# Old Schwinn bicycle shop



## Stinky_Sullivan (Aug 16, 2013)

This shop shut down a few years ago after a robbery. The front window is broken. I took these pictures through the bars. A couple were taken through glass. They were in business for several decades. I'd like to see what treasures lie in the rubble.


----------



## rollfaster (Aug 16, 2013)

*Sweet.*

Where is this place?


----------



## Stinky_Sullivan (Aug 16, 2013)

Memphis. It's the old Memphis Bicycle Company.


----------



## HIGGINSFOREVER (Aug 16, 2013)

I would love to hear the whole story.Was somebody killed in the robbery.Why did the owner just walk away.You say the window is broke out and no one board it up.Somethings just not right.


----------



## Stinky_Sullivan (Aug 16, 2013)

There are bars inside all the windows. I stuck my phone through the bars to take the pictures. There's a sign on the front door that says "Closed Due to Robbery." Someone was there when I took the pics but I didn't see them. The lights were on in the main showroom. Its obvious they've been closed a while. I don't know the story. I knew this place was here but hadn't been by there in a long time. I was near by seeing about getting a frame painted and was told the basic info. You now know everything I do.


----------



## Gary Mc (Aug 16, 2013)

*From a Facebook Page about the shop - This is a shame*

*About*
Memphis Bicycle Co.

*Description*
The Memphis Bicycle Co. has been owned by the Amagliani brothers: John (1918-2008), a WW II Veteran, Eugene (1924-2009), a decorated WW II Veteran and inducted into the Schwinn Hall of Fame in 1992, in recognition of the many years of accomplishment, dedication, and service to the Schwinn Bicycle Company, Joe Amagliani, and Frank Amagliani.

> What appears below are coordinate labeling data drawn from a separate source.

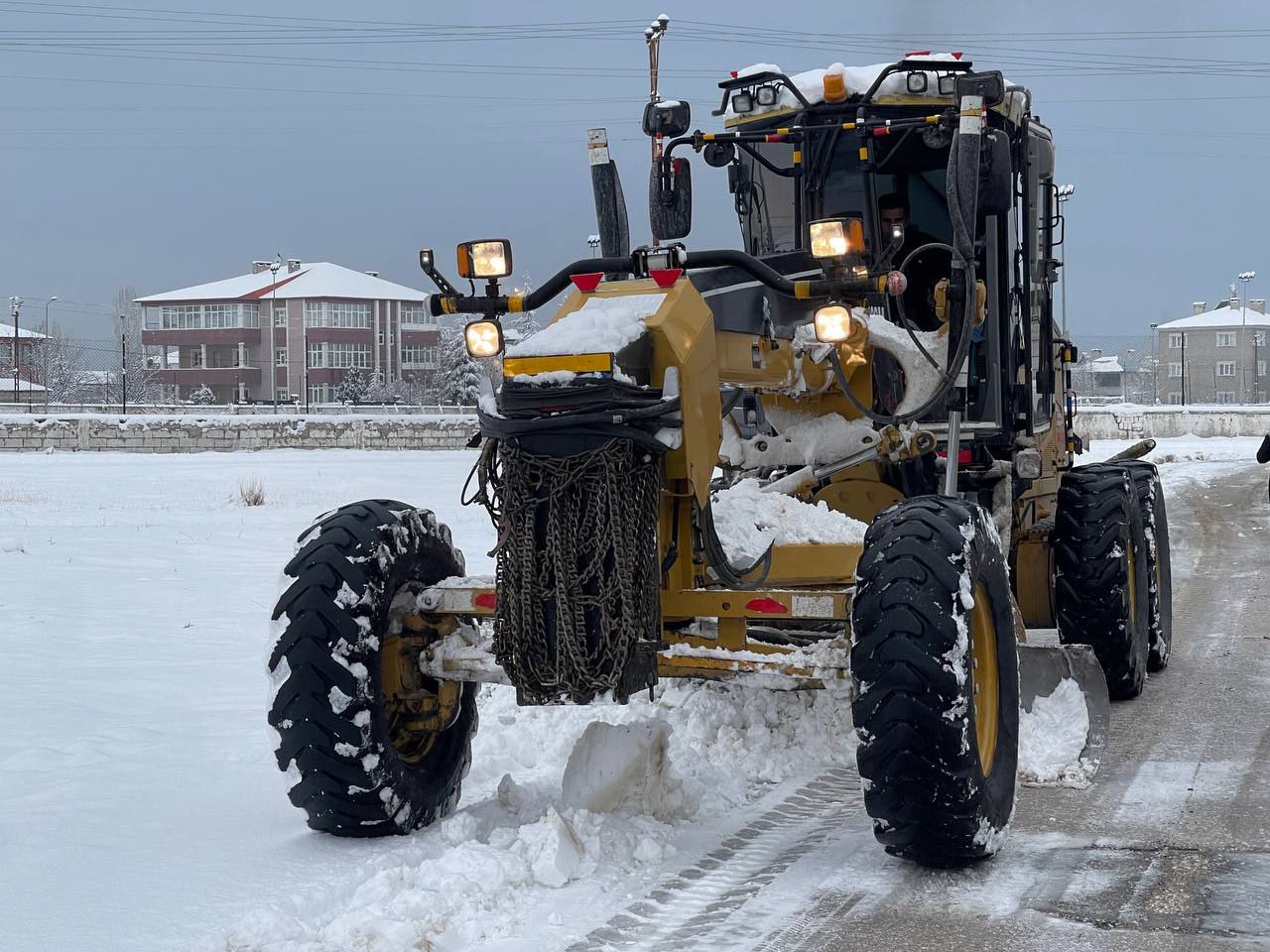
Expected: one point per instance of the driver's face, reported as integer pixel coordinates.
(890, 217)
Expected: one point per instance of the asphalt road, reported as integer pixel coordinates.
(1169, 849)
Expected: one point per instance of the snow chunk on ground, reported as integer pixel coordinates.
(748, 521)
(1051, 739)
(601, 325)
(619, 767)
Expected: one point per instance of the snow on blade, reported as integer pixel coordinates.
(748, 521)
(602, 325)
(1051, 739)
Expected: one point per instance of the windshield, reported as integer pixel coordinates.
(766, 202)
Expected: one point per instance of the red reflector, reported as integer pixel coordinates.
(585, 284)
(767, 606)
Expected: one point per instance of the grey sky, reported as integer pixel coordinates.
(163, 143)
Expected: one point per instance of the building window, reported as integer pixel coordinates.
(416, 315)
(418, 357)
(348, 354)
(336, 313)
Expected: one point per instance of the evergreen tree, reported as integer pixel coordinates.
(353, 388)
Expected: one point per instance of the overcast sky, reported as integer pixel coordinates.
(171, 144)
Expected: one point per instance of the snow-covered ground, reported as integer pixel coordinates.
(144, 810)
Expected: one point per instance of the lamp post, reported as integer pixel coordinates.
(1065, 194)
(272, 362)
(16, 311)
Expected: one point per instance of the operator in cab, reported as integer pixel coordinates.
(925, 271)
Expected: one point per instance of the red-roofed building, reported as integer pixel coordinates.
(246, 338)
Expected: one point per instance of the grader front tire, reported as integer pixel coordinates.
(937, 675)
(347, 703)
(1101, 590)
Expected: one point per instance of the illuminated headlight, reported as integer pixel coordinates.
(835, 238)
(485, 259)
(484, 338)
(832, 324)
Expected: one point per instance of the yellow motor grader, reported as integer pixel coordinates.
(871, 388)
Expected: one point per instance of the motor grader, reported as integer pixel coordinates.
(873, 382)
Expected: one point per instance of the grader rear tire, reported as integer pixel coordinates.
(937, 675)
(359, 763)
(1151, 502)
(1101, 584)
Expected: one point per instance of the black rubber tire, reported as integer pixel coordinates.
(1151, 500)
(325, 669)
(1098, 522)
(925, 785)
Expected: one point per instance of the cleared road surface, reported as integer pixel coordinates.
(1170, 849)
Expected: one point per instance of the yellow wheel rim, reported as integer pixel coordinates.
(984, 678)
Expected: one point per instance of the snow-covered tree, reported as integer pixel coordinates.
(202, 397)
(460, 373)
(353, 388)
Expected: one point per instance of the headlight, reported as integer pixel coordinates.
(835, 238)
(484, 338)
(832, 324)
(485, 259)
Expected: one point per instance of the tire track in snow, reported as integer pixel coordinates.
(695, 907)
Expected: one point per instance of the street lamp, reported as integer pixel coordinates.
(1246, 277)
(1065, 194)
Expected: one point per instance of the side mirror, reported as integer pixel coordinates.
(670, 198)
(667, 117)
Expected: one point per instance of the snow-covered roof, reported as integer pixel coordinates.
(314, 280)
(857, 79)
(23, 386)
(1219, 317)
(23, 333)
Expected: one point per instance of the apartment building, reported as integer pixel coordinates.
(1215, 356)
(268, 335)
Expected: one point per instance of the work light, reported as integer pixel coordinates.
(484, 338)
(834, 238)
(832, 324)
(485, 259)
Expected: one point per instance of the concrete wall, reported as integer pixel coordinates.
(1138, 421)
(191, 434)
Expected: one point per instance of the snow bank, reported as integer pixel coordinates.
(748, 521)
(601, 325)
(495, 869)
(1051, 739)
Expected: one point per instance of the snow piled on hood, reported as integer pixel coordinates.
(748, 521)
(602, 325)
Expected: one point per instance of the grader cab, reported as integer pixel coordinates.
(838, 456)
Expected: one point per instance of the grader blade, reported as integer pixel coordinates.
(1042, 667)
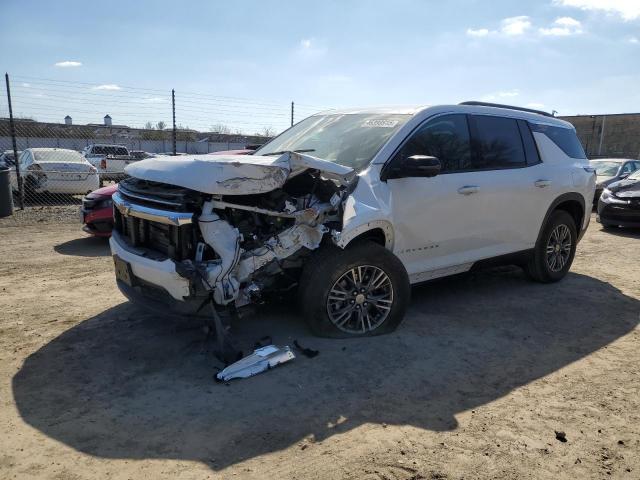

Frank currently runs the shop, but as anybody who has been to the shop within the past few years knows, you might have caught Frank there in the afternoon if your timing was right that day. Or if it was a nice day on a Saturday, you could count on him showing up in the afternoon for a while. His rare appearance recently is understandable though--he's been taking care of his brother, and he has had problems with people breaking in to his store.

*About six months ago Frank was robbed again, but this time he was also stabbed. According to the folks at the Antique store next to The Memphis Bicycle Co., Frank is doing okay, but now he rarely goes to the store to do what he does best...talk to people who come in to shop, schedule services with Frank, talk about bicycles or just hang out and drink a coke.
*
I've started this page to gain some community support for Frank and his landmark. If you ride the Greenline, love Shelby farms, share an enthusiast's cycling fun, or have ever left The Memphis Bicycle Co. feeling better than when you went in by having a memorable experience and good time, please like this page.

https://www.facebook.com/MemphisBicycleCompany/info


----------



## island schwinn (Aug 16, 2013)

a member on the schwinnbikeforum(nick) knows the owner and posted about the robbery after it happened.the old timer is one tough customer and pulled through a pretty bad injury.my thoughts and prayers go out to him and his family.


----------



## tailhole (Aug 17, 2013)

*Geez*

Wow.  What a sad story.  It's also hard to see all those new bikes locked up behind bars.


----------



## kos22us (Aug 18, 2013)

would love to search the basement, attic, and any out of the way closets or backroom storage areas

everything i would want would most likely be located in these areas


----------



## Stinky_Sullivan (Aug 12, 2015)

The building has finally been sold. They are now advertising on Craigslist that everything in the building is now for sale.

http://memphis.craigslist.org/bik/5149280990.html


----------



## Ozark Flyer (Aug 13, 2015)

Another long time dealer, Capital Schwinn in Boise is in the process of closing.  Another one down.   I have been trying to catch the owner to ask about liquiditation.  The place is packed full of parts.


----------



## Crazy8 (Aug 13, 2015)

From what I just read on the Facebook page, they've been liquidating for the past few months.  American Pickers had a scout at the sight back in May and they couldn't come to an agreement on price on some bicycles that were picked out so nothing happened as far as a show was concerned.


----------